Walaupun Hamdi sengaja untuk membuat pola kehidupan sehari-harinya untuk bervariasi, salah satu bagian dari jadwalnya telah menjadi sangat berbahaya untuk diketahui oleh seseorang yang menginginkan kematiannya. Sekolah usai pada waktu yang sama setiap harinya, Hamdi ke sana untuk menjemput anak-anaknya. Suatu sore yang kritis, Isa berada di sana juga.

 

Hamdi berhenti di lorong; dia tidak yakin mengapa. Sebuah pikiran telah menghampiri dia di beberapa pintu sebelum dia tiba di ruang kelas di mana ketiga anak-anaknya menunggu kehadirannya. Apakah dia sedang mengikuti perintah dalam hatinya?

 

Seorang ibu sedang menggiring keempat anak-anaknya melewatinya menuju pintu yang baru saja dia masuki di gedung tersebut. Pandangannya menyapu ke sebuah barisan karya seni anak-anak sekolah yang tergantung di tembok batako disampingnya. Ketika kedua matanya tertuju pada gambaran di samping pintu kelas terdekat, dia tersentak pada sebuah sinar yang menyorot. Seorang laki-laki yang dia kenal mendatangi mimpi-mimpinya berdiri pada ruang kelas yang terbuka.

 

“Pergi, Hamdi! Para pembunuhmu sedang dalam perjalanan. Ada lima orang, dan mereka hampir sampai sini. Pergi sekarang!”

 

Hanya itu yang Isa katakan sebelum DIA menghilang. Seorang guru melewati masuk pintu yang Hamdi saudah pandangi dan tuju… sebuah pikiran bingung ada padanya sebelum berbelok dan berjalan menjauh di aula itu. Hamdi menggelengkan kepalanya, menjernihkan pikirannya, kemudian melesat melewati guru dan masuk ke dalam ruang di mana anak-anaknya duduk.

 

“Ayo! Lari denganku.
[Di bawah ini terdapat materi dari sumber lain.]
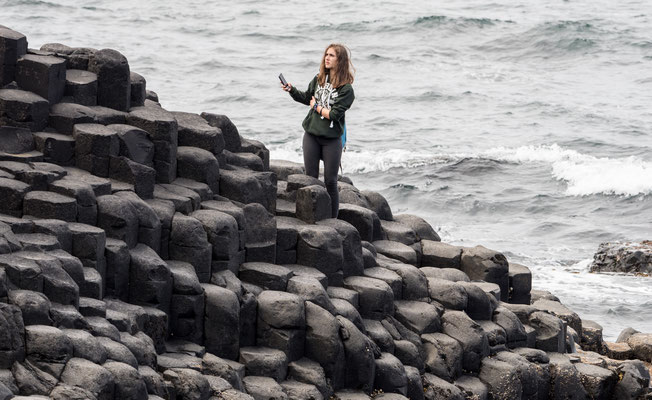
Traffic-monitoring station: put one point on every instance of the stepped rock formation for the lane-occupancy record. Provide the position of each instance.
(148, 254)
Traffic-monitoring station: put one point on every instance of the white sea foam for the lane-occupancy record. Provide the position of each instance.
(584, 174)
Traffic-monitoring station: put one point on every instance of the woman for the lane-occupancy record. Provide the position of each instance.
(329, 95)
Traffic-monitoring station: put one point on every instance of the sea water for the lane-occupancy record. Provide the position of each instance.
(522, 126)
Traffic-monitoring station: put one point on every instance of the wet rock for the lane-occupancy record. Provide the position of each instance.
(641, 344)
(484, 264)
(470, 335)
(31, 380)
(50, 205)
(231, 371)
(232, 140)
(309, 372)
(113, 85)
(222, 322)
(43, 75)
(436, 388)
(261, 387)
(352, 262)
(223, 235)
(564, 378)
(23, 109)
(313, 204)
(375, 296)
(440, 255)
(263, 361)
(320, 247)
(629, 257)
(162, 129)
(12, 336)
(450, 294)
(323, 343)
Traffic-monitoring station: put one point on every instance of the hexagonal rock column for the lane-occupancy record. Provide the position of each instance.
(56, 148)
(487, 265)
(163, 132)
(15, 140)
(320, 247)
(95, 144)
(12, 345)
(138, 89)
(150, 279)
(232, 140)
(260, 232)
(12, 46)
(222, 322)
(113, 85)
(23, 109)
(194, 131)
(12, 192)
(223, 235)
(246, 186)
(188, 242)
(43, 75)
(313, 204)
(63, 116)
(199, 165)
(187, 307)
(81, 87)
(50, 205)
(281, 323)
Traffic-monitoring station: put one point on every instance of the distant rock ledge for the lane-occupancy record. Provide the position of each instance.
(148, 254)
(629, 257)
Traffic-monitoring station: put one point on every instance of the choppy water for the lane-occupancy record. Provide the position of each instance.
(523, 127)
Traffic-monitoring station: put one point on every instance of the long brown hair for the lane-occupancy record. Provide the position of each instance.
(343, 72)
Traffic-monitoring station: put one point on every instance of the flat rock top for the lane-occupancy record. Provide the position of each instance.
(20, 95)
(47, 60)
(49, 197)
(80, 76)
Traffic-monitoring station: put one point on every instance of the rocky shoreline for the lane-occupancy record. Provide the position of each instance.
(148, 254)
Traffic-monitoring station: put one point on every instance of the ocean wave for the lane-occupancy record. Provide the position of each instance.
(584, 174)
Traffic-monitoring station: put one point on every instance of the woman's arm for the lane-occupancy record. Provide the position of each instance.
(342, 103)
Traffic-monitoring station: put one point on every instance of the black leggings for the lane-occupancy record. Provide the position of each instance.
(317, 148)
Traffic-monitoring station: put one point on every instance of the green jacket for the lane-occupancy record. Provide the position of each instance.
(337, 100)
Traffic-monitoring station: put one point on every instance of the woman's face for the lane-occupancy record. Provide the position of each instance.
(330, 58)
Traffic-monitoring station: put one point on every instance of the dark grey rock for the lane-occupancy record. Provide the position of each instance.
(86, 374)
(323, 343)
(81, 87)
(64, 116)
(138, 90)
(375, 296)
(263, 361)
(113, 85)
(222, 322)
(232, 140)
(436, 388)
(50, 205)
(12, 335)
(23, 109)
(423, 230)
(443, 355)
(56, 148)
(150, 280)
(470, 335)
(43, 75)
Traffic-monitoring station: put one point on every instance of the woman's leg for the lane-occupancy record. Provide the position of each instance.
(311, 155)
(332, 155)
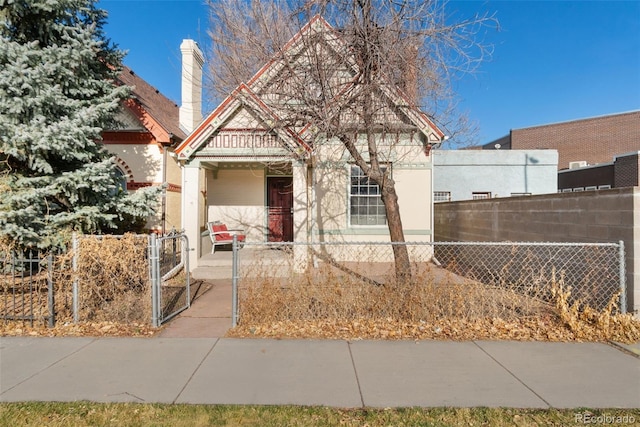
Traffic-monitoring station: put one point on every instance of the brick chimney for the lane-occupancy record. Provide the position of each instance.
(191, 108)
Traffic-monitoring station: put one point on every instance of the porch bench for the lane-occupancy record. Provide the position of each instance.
(221, 235)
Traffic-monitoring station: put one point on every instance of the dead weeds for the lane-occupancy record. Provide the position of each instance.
(326, 304)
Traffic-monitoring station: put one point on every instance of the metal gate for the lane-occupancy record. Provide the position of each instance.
(169, 272)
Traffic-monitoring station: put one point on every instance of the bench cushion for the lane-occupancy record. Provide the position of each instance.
(224, 237)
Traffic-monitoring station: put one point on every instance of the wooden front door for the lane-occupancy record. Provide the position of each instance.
(280, 204)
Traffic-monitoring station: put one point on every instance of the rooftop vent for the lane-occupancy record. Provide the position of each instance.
(576, 165)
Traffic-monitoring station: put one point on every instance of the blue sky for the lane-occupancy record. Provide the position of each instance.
(553, 61)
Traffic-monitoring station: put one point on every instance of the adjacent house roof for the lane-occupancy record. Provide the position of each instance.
(254, 94)
(156, 112)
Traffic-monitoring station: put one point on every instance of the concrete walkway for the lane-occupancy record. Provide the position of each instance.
(209, 315)
(311, 372)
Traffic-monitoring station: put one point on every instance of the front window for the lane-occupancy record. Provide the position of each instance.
(365, 200)
(441, 196)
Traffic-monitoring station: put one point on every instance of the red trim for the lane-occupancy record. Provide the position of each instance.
(148, 121)
(127, 137)
(135, 185)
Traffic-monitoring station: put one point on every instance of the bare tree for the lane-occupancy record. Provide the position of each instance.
(335, 79)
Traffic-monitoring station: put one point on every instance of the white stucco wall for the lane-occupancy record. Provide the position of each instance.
(500, 172)
(236, 197)
(145, 161)
(411, 171)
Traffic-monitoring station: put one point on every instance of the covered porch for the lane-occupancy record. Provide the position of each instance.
(267, 198)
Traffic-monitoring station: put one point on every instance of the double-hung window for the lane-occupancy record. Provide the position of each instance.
(366, 207)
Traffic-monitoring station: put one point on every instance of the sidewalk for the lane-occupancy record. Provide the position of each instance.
(309, 372)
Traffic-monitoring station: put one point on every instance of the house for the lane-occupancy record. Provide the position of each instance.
(585, 149)
(482, 174)
(292, 183)
(142, 146)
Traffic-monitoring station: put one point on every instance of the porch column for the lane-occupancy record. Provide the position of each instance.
(300, 215)
(191, 208)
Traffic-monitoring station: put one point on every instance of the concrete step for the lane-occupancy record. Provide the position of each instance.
(211, 273)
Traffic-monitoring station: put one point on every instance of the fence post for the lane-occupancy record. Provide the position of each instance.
(52, 306)
(75, 303)
(153, 263)
(234, 283)
(623, 278)
(185, 255)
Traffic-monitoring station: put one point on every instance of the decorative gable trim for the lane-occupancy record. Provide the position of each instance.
(298, 143)
(242, 97)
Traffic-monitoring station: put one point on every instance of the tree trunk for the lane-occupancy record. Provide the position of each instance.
(394, 222)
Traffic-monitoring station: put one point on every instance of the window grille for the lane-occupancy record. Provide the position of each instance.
(366, 207)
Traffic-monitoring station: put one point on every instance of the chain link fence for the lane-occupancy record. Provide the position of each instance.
(292, 281)
(99, 279)
(170, 281)
(26, 286)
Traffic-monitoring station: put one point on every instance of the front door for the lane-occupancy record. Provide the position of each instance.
(280, 204)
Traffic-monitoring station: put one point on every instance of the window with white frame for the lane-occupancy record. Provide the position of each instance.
(442, 196)
(478, 195)
(366, 207)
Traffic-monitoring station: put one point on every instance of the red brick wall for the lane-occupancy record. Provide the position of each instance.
(596, 140)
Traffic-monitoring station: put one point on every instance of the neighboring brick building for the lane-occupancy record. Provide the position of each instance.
(585, 149)
(593, 140)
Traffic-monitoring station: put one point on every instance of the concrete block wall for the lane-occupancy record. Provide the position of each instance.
(590, 216)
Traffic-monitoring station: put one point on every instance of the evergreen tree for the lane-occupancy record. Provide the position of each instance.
(58, 92)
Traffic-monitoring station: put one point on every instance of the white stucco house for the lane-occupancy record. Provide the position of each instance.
(293, 183)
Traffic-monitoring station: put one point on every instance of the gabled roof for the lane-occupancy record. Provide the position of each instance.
(248, 95)
(156, 112)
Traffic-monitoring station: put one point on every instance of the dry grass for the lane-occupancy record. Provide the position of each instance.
(112, 277)
(113, 280)
(330, 303)
(128, 414)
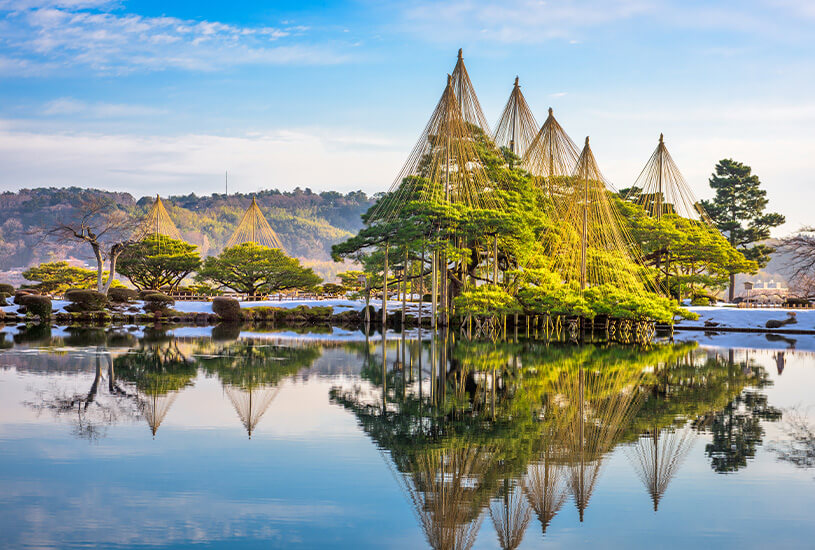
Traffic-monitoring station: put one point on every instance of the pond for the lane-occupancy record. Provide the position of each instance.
(221, 438)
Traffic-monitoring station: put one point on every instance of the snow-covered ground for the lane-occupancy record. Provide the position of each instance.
(733, 317)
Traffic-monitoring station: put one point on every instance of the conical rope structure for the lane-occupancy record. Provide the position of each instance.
(254, 228)
(444, 165)
(465, 92)
(597, 405)
(510, 516)
(661, 189)
(158, 222)
(657, 456)
(592, 246)
(251, 403)
(517, 128)
(552, 153)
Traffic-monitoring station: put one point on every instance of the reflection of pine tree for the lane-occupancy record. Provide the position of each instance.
(737, 431)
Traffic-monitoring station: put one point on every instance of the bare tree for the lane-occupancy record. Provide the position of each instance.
(800, 250)
(106, 228)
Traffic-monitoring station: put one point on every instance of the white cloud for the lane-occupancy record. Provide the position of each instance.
(323, 159)
(71, 106)
(51, 35)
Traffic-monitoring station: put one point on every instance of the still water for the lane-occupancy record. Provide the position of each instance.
(220, 439)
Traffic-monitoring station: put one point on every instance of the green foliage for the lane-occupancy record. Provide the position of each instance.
(122, 295)
(694, 258)
(85, 300)
(256, 269)
(546, 294)
(157, 302)
(37, 305)
(228, 309)
(486, 300)
(158, 261)
(57, 277)
(738, 209)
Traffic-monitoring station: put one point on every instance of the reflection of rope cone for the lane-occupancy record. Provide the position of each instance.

Sekarang!” Hamdi menyambar tangan-tangan kedua anaknya yang termuda dan mengarahkan kepalanya menuju ke pintu yang mengarah ke luar yang berseberangan dengan dinding kelas.

 

Hamdi dan ketiga anak-anaknya mengarah ke pinggir jalan di belakang sekolah ketika tembakkan—yang aslinya ditujukan kepadanya tapi tembakkan frustrasi menuju ke udara—menggema dari depan bangunan sekolah itu. Empat buruan berlari 800 meter menuju rumah sesama orang percaya, sadar bahwa akan berjam-jam sebelum istrinya dapat tiba dengan selamat untuk menjemputnya pulang ke rumah.